Previously Unblogged…

I’ve made a few things recently that I just haven’t really felt like modelling for blog pictures, all for different reasons, so I’ve saved them up and taken some rubbish pictures of them hanging on a wall. This exercise has led me to the conclusion that I should always make the effort to have photos taken of the clothes when I am inside them, because they look a bit sad on their own.

I haven’t blogged about this before because… I don’t think I like it

IMG_2843This is the Delphine skirt from Love at First Stitch, and I just don’t love it. It’s turned out a bit too big (I don’t know how – I made a toile), I’m a bit meh about the colour, and while I really like the exaggerated A line shape on other people, I’m not a fan of it on me.

Good things I will take from this are that I quite like the exposed zip, and the waistband will always be covered with a belt, so it won’t look quite so wrinkly. I will try and fit this into my wardrobe once the weather warms up (it rides up horrifically when I wear tights), so all is not lost.

IMG_2845Lessons learnt: I need to stop getting overexcited about finding fabric in unexpected places, and only buy the fabric if it’s a colour which I will wear.

I haven’t blogged about this before because… it’s the worlds most simple refashion

IMG_2848A few years ago I picked up a tunic in Uniqlo, but the length didn’t really do me any favours. I had a sudden spark of inspiration and shortened it to fit like a normal shirt. I considered taking it in a bit at the sides, but decided I liked it baggy. It is now the most worn thing in my wardrobe.

Lessons learnt: It’s amazing how a simple change can make such a difference with a refashion.

I haven’t blogged about this before because… makeup and pyjamas do not mix

IMG_2846I still had a fair bit of wax print fabric left after making my awesome tunic, and after much deliberation, I decided that croissantish print pyjama bottoms were the obvious and best choice.
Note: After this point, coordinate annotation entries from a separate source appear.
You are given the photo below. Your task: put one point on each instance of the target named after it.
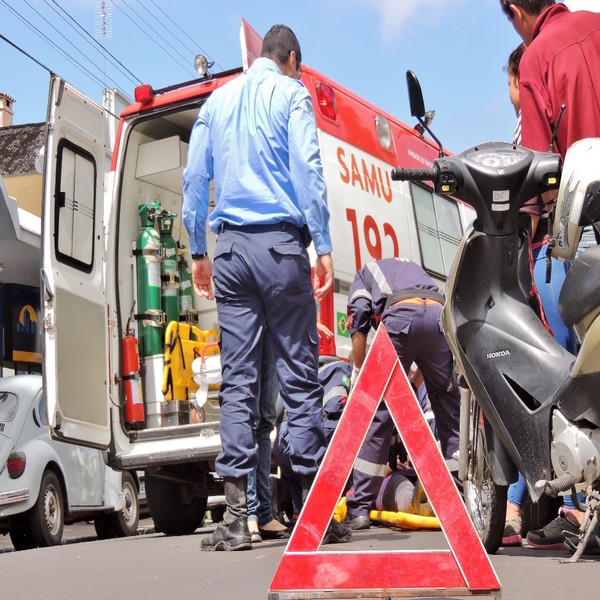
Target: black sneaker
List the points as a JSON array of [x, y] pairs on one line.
[[512, 532], [550, 537], [356, 522], [572, 543], [235, 536], [337, 533]]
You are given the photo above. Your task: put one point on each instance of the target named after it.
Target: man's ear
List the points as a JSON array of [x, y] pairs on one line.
[[517, 12]]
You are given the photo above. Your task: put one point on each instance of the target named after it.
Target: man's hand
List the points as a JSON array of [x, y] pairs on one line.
[[202, 277], [324, 272]]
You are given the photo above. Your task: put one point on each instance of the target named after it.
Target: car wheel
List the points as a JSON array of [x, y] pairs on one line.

I used the pattern from Love at First Stitch, but this time I created an exposed turn-up on the hem because I was in that kind of mood. Let me tell you now – there is nothing better than coming home after a tough day at work and putting on breakfast themed loungewear.
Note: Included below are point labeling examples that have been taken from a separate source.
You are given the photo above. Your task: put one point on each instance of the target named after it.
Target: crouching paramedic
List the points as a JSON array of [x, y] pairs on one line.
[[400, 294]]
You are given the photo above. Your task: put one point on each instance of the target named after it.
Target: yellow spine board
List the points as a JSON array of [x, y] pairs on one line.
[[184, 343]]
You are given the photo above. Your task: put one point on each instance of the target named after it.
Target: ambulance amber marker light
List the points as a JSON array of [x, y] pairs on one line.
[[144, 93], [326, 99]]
These were made in January for my ‘make something every month’ challenge.

Lessons learnt: people who love lounging need loungewear. Lots of loungewear.
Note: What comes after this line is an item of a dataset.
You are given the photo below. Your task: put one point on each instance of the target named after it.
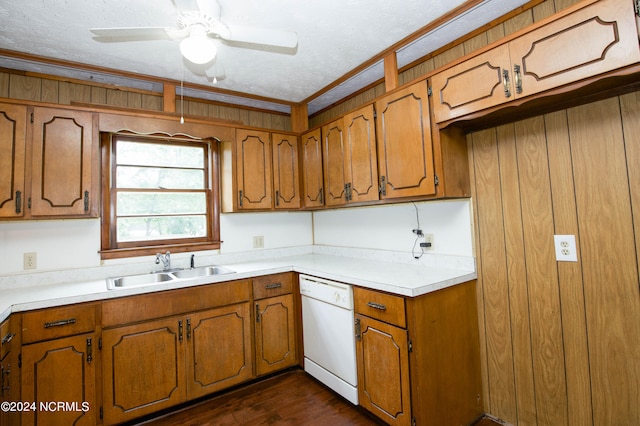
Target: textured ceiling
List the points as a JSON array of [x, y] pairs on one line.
[[334, 38]]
Do you blog everything you make? 

Love at First Stitch: Brigitte and Margot


When Tilly posted pictures of all the patterns in her Love at First Stitch book, I knew I was going to have to buy it. With the possible exception of the Brigitte headscarf and the Mimi blouse, these were all styles which I could see myself wearing a lot. I was willing to give the headscarf and blouse a try, too – I hate having my hair in my face when I’m at home, and I desperately need some nice tops.

When the book arrived, it was every bit as gorgeous as I’d expected. I spent a couple of days just stroking it and cooing weirdly. It’s packed full of patterns and tips about not only sewing, but also making it a lifestyle and it’s just a lot cooler than the majority of sewing books out there.

After reading the book from cover to cover and examining each pattern carefully, I decided that the best thing to do would be just to work through the book, making everything in order. Each pattern comes with different variations to try, so they’re really versatile.


The first pattern is the Brigitte scarf, saviour of bad hair days the sewing world over. I’m not 100% comfortable with headscarves, especially while my hair is fairly short and I can’t tie them in a knot at the nape of my neck without revealing the knot to the world and feeling like I’m in costume. However, the hair-in-face-at-home dilemma wasn’t going anywhere, so I decided I could try out a lounge wear headscarf and see how I got on with that.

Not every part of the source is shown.